In diesem Modus beleuchtet Richling verschiedene Aspekte der Pandemie-Politik und zeigt auf, worin ihre Denkfehler bestehen. Meistens geschieht dies auf indirekte Weise, wenn der Autor alle Register seiner Kunst zieht. Es gibt aber auch Passagen, in denen er seine Kritik unverblümt formuliert. Manchmal kommt sie sogar in einem philosophischen Gewand daher und nutzt die Methodik dialektischen Denkens. „Wollte man bei Corona zeigen, dass man den Wert des Lebens neu und höher berechnet hat“, fragt Richling, um gleich danach zwei Gegenfragen anzuschließen: „Aber den Wert des Lebens welcher Menschen? Haben wir eine Drei- oder Vierklassengesellschaft geschaffen, wenn wir wirtschaftliche und soziale und psychische Kosten immer höher schrauben, um nur die überleben zu lassen, die an Corona erkrankten?“

Und nur die Radikalen bleiben übrig

Dieser Sachverhalt lässt den Kabarettisten nicht los, weshalb er sich dem Problem ein weiteres Mal aus einer anderen Perspektive nähert. Seine Frage zielt darauf ab, welchen Preis ein Menschenleben inzwischen hat. „Wenn die Welthungerhilfe“, so die scharfsinnige Bemerkung, „vor Millionen von Hunger-Toten warnte, muss noch einmal gefragt werden, ob die alle nichts wert sind?“ Die Antwort schiebt Richling gleich hinterher, im anklagenden Ton zwar, aber nicht mit dem Finger auf andere zeigend: „Wir haben Menschen verhungern lassen, wir haben Menschen später oder zu spät zugelassen zu Operationen oder Behandlungen, damit wir andere Menschen schützen!“

Nicht ganz so stringent mutet der Gedankengang vieler Personen an, die in der Corona-Politik den Ton angeben. Richling exemplifiziert das in einigen seiner Parodien. Am prägnantesten kommt das Wirrwarr der Aussagen zum Ausdruck, wenn er den RKI-Chef Lothar Wieler sprechen lässt: „Und zwar gehe ich da davon aus, dass wir etwas wissen, was wir schon lange wissen. Aber das wissen wir nur insofern schon lange, als wir es als Wissen nicht wissentlich wahrgenommen haben.

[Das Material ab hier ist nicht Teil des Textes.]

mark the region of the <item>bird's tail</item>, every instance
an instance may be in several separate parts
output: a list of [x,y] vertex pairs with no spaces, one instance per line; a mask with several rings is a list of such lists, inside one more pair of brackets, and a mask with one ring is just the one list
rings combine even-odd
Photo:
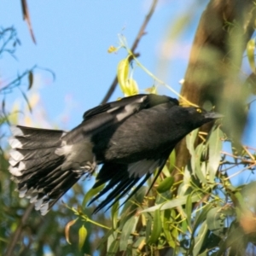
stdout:
[[44,215],[81,177],[61,169],[66,156],[56,151],[66,132],[20,125],[11,130],[9,172],[18,183],[20,197],[30,198]]

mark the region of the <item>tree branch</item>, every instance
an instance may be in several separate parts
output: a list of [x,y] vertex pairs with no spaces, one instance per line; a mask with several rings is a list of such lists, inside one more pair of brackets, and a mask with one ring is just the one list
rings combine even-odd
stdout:
[[[134,53],[135,49],[137,49],[141,38],[145,34],[146,26],[147,26],[148,23],[149,22],[154,10],[155,10],[155,7],[157,5],[157,3],[158,3],[158,0],[153,0],[152,5],[151,5],[150,9],[149,9],[149,12],[146,15],[145,20],[144,20],[143,23],[142,24],[141,28],[140,28],[140,30],[139,30],[139,32],[138,32],[138,33],[136,37],[136,39],[135,39],[135,41],[132,44],[131,49],[131,52],[133,52],[133,53]],[[106,96],[104,96],[103,100],[102,101],[101,104],[104,104],[104,103],[108,102],[109,98],[111,97],[112,94],[113,93],[117,84],[118,84],[118,79],[117,79],[117,75],[116,75],[115,78],[113,79],[113,81],[111,84]]]
[[[242,55],[254,31],[253,0],[212,0],[201,15],[190,53],[181,95],[199,106],[206,102],[225,115],[239,140],[246,122],[246,89],[239,82]],[[232,96],[230,96],[232,94]],[[208,131],[211,125],[205,126]],[[176,148],[178,169],[189,159],[185,140]]]

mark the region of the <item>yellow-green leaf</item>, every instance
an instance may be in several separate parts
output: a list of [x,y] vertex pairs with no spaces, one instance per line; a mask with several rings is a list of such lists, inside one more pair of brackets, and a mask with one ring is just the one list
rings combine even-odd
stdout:
[[137,87],[137,82],[132,79],[129,79],[127,80],[127,83],[126,83],[126,86],[127,86],[127,96],[133,96],[133,95],[136,95],[136,94],[138,94],[139,90],[138,90],[138,87]]
[[79,248],[81,250],[87,236],[87,230],[84,225],[82,225],[82,227],[79,229]]
[[32,86],[33,85],[33,73],[32,71],[28,73],[28,88],[27,90],[32,89]]
[[66,241],[71,244],[70,241],[69,241],[69,230],[70,227],[73,226],[78,220],[79,218],[77,218],[76,219],[73,219],[72,221],[70,221],[65,227],[65,237],[66,237]]
[[255,38],[251,39],[247,45],[247,58],[253,73],[255,73],[254,51],[255,51]]
[[127,80],[128,80],[128,74],[129,74],[128,57],[119,61],[118,65],[118,71],[117,71],[118,81],[125,95],[129,95],[129,91],[127,91]]
[[149,237],[148,243],[155,244],[160,237],[162,230],[162,221],[160,217],[160,210],[158,209],[154,212],[154,221],[153,221],[153,230],[151,232],[151,236]]
[[113,46],[113,45],[110,45],[109,48],[108,49],[108,53],[113,53],[113,52],[116,52],[118,50],[118,48]]

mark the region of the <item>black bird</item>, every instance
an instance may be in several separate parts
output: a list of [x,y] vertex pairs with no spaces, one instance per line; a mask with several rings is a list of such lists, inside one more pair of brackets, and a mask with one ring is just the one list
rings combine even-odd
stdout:
[[83,175],[103,164],[94,187],[107,183],[91,202],[111,190],[95,212],[129,194],[158,170],[188,133],[222,115],[183,108],[166,96],[137,95],[88,110],[69,132],[13,126],[9,172],[20,197],[46,214]]

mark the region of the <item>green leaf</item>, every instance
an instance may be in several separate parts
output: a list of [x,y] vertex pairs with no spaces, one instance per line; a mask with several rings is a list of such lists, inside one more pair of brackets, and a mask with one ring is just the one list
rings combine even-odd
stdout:
[[222,207],[212,208],[207,212],[207,223],[208,229],[218,236],[223,236],[224,220],[225,214],[222,212]]
[[120,251],[125,251],[126,249],[130,236],[135,231],[138,216],[132,216],[125,222],[120,237]]
[[191,212],[192,212],[192,194],[189,194],[188,195],[187,198],[187,201],[186,201],[186,214],[187,214],[187,222],[188,222],[188,225],[190,226],[191,225]]
[[119,247],[119,241],[118,240],[113,241],[111,243],[109,249],[108,250],[107,255],[115,255],[118,252]]
[[166,177],[157,187],[159,193],[165,193],[170,190],[174,183],[174,177],[172,176]]
[[249,40],[249,42],[247,43],[247,53],[248,61],[253,73],[255,73],[254,51],[255,51],[255,38],[253,38]]
[[208,173],[210,183],[214,183],[216,172],[219,166],[219,161],[221,159],[220,150],[222,148],[221,138],[223,137],[223,132],[219,127],[218,127],[212,131],[209,138]]
[[81,226],[79,231],[79,248],[82,249],[87,236],[87,230],[84,225]]
[[71,220],[66,226],[65,226],[65,237],[66,237],[66,241],[67,241],[67,243],[71,244],[70,241],[69,241],[69,230],[70,227],[73,226],[77,220],[79,219],[79,218],[77,218],[76,219],[73,219]]
[[154,220],[153,220],[153,230],[151,232],[151,236],[147,241],[148,244],[155,244],[158,241],[162,231],[162,221],[160,217],[160,211],[156,210],[154,214]]
[[201,180],[201,183],[204,184],[207,184],[207,171],[206,171],[206,165],[204,162],[201,163],[201,154],[204,152],[206,146],[203,143],[199,144],[195,148],[195,173],[197,177]]
[[[201,193],[196,193],[196,194],[195,193],[191,196],[191,201],[192,202],[199,201],[201,199],[202,195],[203,195]],[[148,209],[141,211],[140,213],[154,212],[157,209],[160,209],[160,211],[162,211],[162,210],[172,209],[172,208],[174,208],[174,207],[177,207],[179,206],[183,206],[186,203],[187,199],[188,199],[188,195],[183,195],[183,196],[180,196],[179,198],[172,199],[172,201],[165,202],[163,204],[157,205],[155,207],[149,207]]]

Wenn ich verstehe, was ich meine.“ Durch derlei Kauderwelsch ist auch der SPD-Politiker Karl Lauterbach aufgefallen, den Richling nicht weniger gekonnt zu charakterisieren weiß: „Die einzige Chance, das Virus «Demonstration» einzudämmen“, schreibt er in dessen Duktus, „ist, indem wir, wie bei Corona, die Sorge der Leute schüren. Und zwar die Sorge, als Nazi eingestuft zu werden vom Verfassungsschutz. Die Mehrheit ist nicht «rechts», das gebe ich zu. Aber wenn diese Mehrheit spürt, dass wir sie einstufen als «rechts» und als radikal, dann bleiben sie bei den Demonstrationen weg und nur die Radikalen bleiben übrig.“

Neben Wieler und Lauterbach parodiert Richling politische Größen wie Ursula von der Leyen, Wolfgang Schäuble oder Winfried Kretschmann. Nicht immer geht es dabei um Corona. Der Kabarettist lenkt in seinen humoristischen Ausführungen die Aufmerksamkeit unter anderem auf das, was schon vor der Krise schieflief, nun aber umso deutlicher zum Vorschein kommt. Es macht durchaus Spaß, diese teils sehr witzigen Passagen zu lesen. Der Autor überzeugt mit originellen Einfällen und einer kreativen Sprache, die dazu beiträgt, dass die implizite Kritik an Schärfe gewinnt. Sein Buch stellt einen Versuch dar, die Leser auf komödiantische Weise dafür zu sensibilisieren, welchen Schaden die Panik-Maßnahmen dem Grundgesetz zufügen. Es ist eine schonungslose, aber bekömmlich verpackte Bestandsaufnahme, die zum Nachdenken anregt und auf die physischen wie psychischen Langzeitfolgen für unsere Gesellschaft verweist.